Ma se tu hai una buona coscienza e vuoi imparare da Dio, hai la Parola di Dio che ti ammaestra e lo Spirito di Dio che abita nei cuori di tutti coloro che sono stati da esso rigenerati, i quali sono in ogni cosa.

Voglio terminare raccontandoti qualcosa sul mio conto. Mi sono convertito in una chiesa dei fratelli a Fondi, Latina, e sulle lingue sono stato messo in guardia come se venissero “tutte” dal diavolo. Ma ho conosciuto dei fratelli pentecostali. In un particolare momento della mia vita spirituale mi ero sviato dalla fede, tali fratelli mi hanno ammonito e grazie a Dio sono stato accolto nuovamente da Dio e sono stato aiutato a risvegliarmi spiritualmente.

Tuttavia, questa dottrina del battesimo con lo Spirito santo con la manifestazione delle lingue non mi andava giù, non riuscivo ad accettarla, ma ho compreso che qualcosa nella Scrittura c'era, infatti le risposte degli anziani della chiesa dei fratelli non mi convincevano pienamente. Allora ho cominciato a pregare Iddio che mi rivelasse Lui personalmente la sua Parola perché volevo conoscere la verità.

Iddio mi ha aperto la mente alla comprensione dei passi della Scrittura ed io Lo ringrazio di tutto cuore sempre, tutti i giorni della mia vita. A Lui siano la gloria, l'onore e la lode nei secoli dei secoli! Amen!

Io sono certo che se uno si accosta alla Parola di Dio cercando ciò che più gli piace lo trova. O meglio, se vuole adulterare la Parola, se la vuole contorcere per fargli dire quello che l'uomo vuole per insegnare ciò che gli a piace ai fratelli, questo è possibile.

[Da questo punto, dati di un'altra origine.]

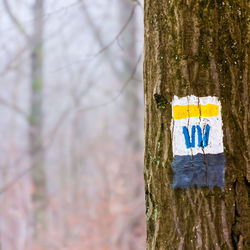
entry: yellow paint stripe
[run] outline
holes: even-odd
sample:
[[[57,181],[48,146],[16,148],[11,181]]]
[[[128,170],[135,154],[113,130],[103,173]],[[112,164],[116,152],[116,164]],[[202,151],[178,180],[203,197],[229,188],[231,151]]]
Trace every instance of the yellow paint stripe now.
[[[219,115],[219,105],[206,104],[206,105],[175,105],[173,107],[173,118],[176,120],[189,118],[189,117],[211,117]]]

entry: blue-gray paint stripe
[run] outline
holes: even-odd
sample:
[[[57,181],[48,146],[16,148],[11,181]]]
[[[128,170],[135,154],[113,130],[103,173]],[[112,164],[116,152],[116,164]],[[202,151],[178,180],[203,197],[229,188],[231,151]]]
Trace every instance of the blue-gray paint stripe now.
[[[172,162],[173,188],[224,186],[224,153],[176,155]]]

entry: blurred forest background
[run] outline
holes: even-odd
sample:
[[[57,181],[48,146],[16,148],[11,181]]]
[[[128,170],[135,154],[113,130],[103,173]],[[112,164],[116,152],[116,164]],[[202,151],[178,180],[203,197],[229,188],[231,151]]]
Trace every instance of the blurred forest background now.
[[[142,3],[0,17],[0,249],[145,249]]]

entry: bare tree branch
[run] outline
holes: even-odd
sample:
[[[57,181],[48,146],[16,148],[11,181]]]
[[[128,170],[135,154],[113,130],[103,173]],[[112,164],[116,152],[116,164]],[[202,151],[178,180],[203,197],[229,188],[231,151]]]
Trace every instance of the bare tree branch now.
[[[4,7],[5,7],[7,13],[9,14],[9,17],[13,21],[13,23],[16,24],[16,26],[19,29],[20,33],[29,41],[30,40],[30,36],[28,35],[28,33],[26,33],[26,31],[23,28],[23,26],[21,25],[21,23],[17,20],[17,18],[15,17],[15,15],[12,13],[7,0],[3,0],[3,3],[4,3]]]

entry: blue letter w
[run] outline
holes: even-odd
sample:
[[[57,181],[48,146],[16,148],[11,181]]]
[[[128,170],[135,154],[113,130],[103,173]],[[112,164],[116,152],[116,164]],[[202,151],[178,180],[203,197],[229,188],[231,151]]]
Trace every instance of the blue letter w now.
[[[204,136],[202,136],[202,130],[200,125],[193,125],[192,131],[191,131],[191,138],[188,132],[188,128],[186,126],[183,126],[183,134],[185,137],[185,143],[187,148],[194,148],[195,147],[195,131],[198,131],[198,147],[206,147],[208,145],[208,139],[209,139],[209,132],[210,132],[210,126],[207,124],[205,127],[205,133]],[[190,140],[191,139],[191,140]]]

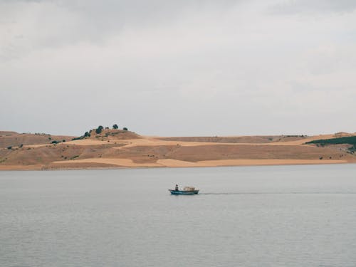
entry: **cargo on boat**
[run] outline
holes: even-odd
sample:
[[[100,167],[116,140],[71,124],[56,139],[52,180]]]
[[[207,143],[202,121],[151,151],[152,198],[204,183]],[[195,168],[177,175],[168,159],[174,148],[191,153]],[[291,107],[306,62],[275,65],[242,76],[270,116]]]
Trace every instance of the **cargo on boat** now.
[[[177,188],[177,187],[176,187]],[[195,187],[185,187],[183,190],[178,189],[168,189],[172,194],[198,194],[199,190],[196,190]]]

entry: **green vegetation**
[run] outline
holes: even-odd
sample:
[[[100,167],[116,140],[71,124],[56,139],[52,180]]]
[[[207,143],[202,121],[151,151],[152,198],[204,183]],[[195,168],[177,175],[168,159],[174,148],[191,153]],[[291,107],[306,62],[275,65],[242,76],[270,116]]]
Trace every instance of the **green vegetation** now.
[[[320,139],[318,140],[307,142],[305,144],[320,144],[321,145],[350,144],[355,145],[356,145],[356,136],[349,136],[332,139]]]
[[[99,125],[99,127],[95,130],[95,132],[99,135],[100,133],[101,133],[101,131],[103,130],[103,129],[104,129],[104,127],[101,125]]]
[[[320,139],[318,140],[307,142],[305,144],[315,144],[317,146],[321,147],[324,147],[327,145],[352,145],[352,146],[351,147],[349,147],[348,150],[350,153],[355,154],[355,152],[356,151],[356,136],[347,136],[345,137],[331,139]]]

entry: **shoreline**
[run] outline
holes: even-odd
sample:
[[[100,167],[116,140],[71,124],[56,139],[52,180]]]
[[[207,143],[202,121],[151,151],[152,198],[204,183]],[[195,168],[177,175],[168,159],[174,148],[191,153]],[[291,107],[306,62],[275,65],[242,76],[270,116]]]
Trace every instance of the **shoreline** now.
[[[283,160],[283,159],[282,159]],[[303,163],[284,163],[284,164],[219,164],[219,165],[200,165],[200,166],[140,166],[140,167],[127,167],[127,166],[117,166],[117,167],[25,167],[24,166],[19,165],[14,168],[3,168],[6,166],[0,166],[1,172],[31,172],[31,171],[80,171],[80,170],[100,170],[100,169],[156,169],[156,168],[165,168],[165,169],[175,169],[175,168],[214,168],[214,167],[261,167],[261,166],[296,166],[296,165],[331,165],[331,164],[352,164],[356,162],[323,162],[323,163],[313,163],[313,162],[303,162]],[[14,166],[13,166],[14,167]]]

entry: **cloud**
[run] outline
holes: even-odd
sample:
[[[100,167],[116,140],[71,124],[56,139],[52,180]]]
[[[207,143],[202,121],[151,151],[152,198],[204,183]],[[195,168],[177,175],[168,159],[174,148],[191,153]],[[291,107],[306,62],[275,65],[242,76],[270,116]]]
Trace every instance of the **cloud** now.
[[[353,0],[286,0],[272,4],[270,11],[279,14],[352,12],[356,9]]]
[[[290,3],[3,1],[1,127],[76,135],[113,123],[162,135],[347,130],[355,11],[330,16],[300,1],[293,3],[318,15],[268,12]],[[318,128],[325,113],[342,119]]]

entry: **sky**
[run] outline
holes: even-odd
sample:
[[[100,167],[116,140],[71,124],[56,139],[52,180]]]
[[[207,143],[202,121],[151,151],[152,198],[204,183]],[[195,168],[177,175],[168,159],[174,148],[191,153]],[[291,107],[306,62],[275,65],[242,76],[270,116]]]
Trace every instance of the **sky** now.
[[[354,0],[0,0],[0,130],[356,132]]]

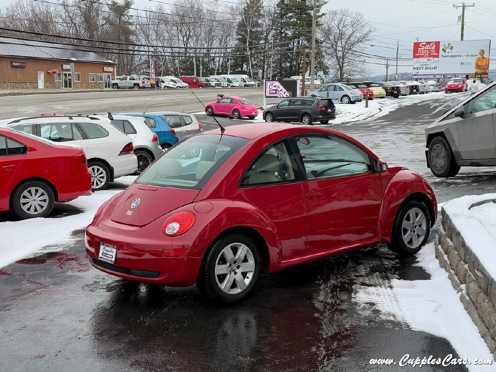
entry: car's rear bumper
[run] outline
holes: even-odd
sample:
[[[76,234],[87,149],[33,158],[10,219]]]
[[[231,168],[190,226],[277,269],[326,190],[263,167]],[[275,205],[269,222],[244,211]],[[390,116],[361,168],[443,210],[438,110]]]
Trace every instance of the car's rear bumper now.
[[[114,169],[114,178],[133,173],[138,167],[138,160],[134,154],[111,156],[107,159]]]

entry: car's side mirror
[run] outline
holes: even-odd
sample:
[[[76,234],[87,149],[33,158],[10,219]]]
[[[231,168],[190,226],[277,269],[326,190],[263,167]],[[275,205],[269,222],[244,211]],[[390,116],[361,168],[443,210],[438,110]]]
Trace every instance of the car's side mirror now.
[[[457,118],[463,118],[465,116],[465,108],[463,106],[460,106],[456,109],[453,115]]]
[[[375,161],[375,172],[384,172],[387,170],[387,163],[380,159]]]

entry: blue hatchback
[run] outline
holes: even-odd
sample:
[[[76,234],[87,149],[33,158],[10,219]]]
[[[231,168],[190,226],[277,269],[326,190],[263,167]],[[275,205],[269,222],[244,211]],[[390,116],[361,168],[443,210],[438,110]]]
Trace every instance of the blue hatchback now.
[[[179,141],[178,137],[171,131],[172,128],[167,124],[167,119],[162,115],[146,114],[125,114],[124,115],[144,118],[145,123],[146,125],[157,133],[159,142],[162,148],[169,148],[173,145],[175,145]]]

Purtroppo i fratelli, almeno la maggiornanza, non si curano di ciò che viene detto dal pulpito, non si domandano se le cose stanno veramente come dicono i loro conduttori.

Ma Gesù ha detto: “Badate come ascoltate”!

Fratello, io ti esorto a badare a come ascolti! vai sempre a leggere se le cose stanno così come qualcuno dice e prega il Signore che ti faccia comprendere la verità. Quando Iddio mediante il suo Spirito santo ti illuminerà allora griderai gioioso a Dio: Grazie Signore, perché Tu sei lo stesso ieri, oggi e in eterno!

La pace, la sapienza e la conoscenza di Cristo Gesù e di Dio Padre siano su di te e su tutta la sua chiesa.

Salvato per grazia mediante la fede in Cristo Gesù: Giuseppe Piredda.